Prague: A long-lost composition by Wolfgang Amadeus Mozart and Antonio Salieri was performed for the first time on Tuesday after a musicologist discovered the piece in the reserve collection of the Czech national music museum.

The piece also appears to show the rivalry between the two was not especially fierce and provides more evidence that Salieri played no role in Mozart’s death in 1791 at the age of 35, the play and Oscar-winning film ‘Amadeus’ suggested.

The collaborative score was written in 1785, during one of the most fruitful periods of Mozart’s career when he composed some of his best-known pieces, including the operas ‘Don Giovanni’ and ‘The Magic Flute.’

‘We all know the picture drawn by the movie ‘Amadeus’. It is false,’ said Ulrich Leisinger, director of research at the Mozarteum Foundation Salzburg. ‘Salieri did not poison Mozart, but they both worked in Vienna and were competitors.’

The piece, titled ‘Per la Ricuperata Salute di Ofelia’ (‘For the recovered health of Ophelia’), was written to celebrate the recovery of a English singer who had performed pieces by Mozart and Salieri, museum officials said. It is unclear whether it was ever performed in public before today, they said.

‘Here we have a short, not great, piece by Mozart, but at least something that really sheds new light on his daily life as an opera composer in Vienna,’ Leisinger said.

German composer and musicologist Timo Jouko Herrmann discovered the work last November while searching for pieces by Salieri’s students in the catalog of the Czech Museum of Music.

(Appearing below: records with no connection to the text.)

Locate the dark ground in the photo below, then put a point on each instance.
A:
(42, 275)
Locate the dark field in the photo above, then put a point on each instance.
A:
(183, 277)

The piece’s fate after Mozart and Salieri wrote it is unclear, but it came to the Czech Museum of Music in 1950s carrying the names of Mozart and Salieri in a kind of signature code common at the time, said Michal Lukes, director of the Czech National Museum.

That made it nearly impossible to identity the composers until the museum digitized its collection, allowing Herrmann to sift through a huge database to discover the joint effort that had been sitting unnoticed.

During the performance in a large hall in the former Baroque church that now houses the Czech Music Museum, a harpsichordist played the short and upbeat piece to the delight of a few dozen people hearing music that probably has not been performed in hundreds of years.

‘To hear a joint piece by Mozart and Salieri ... lost for more than 200 years, is an amazing experience,’ Lukes said.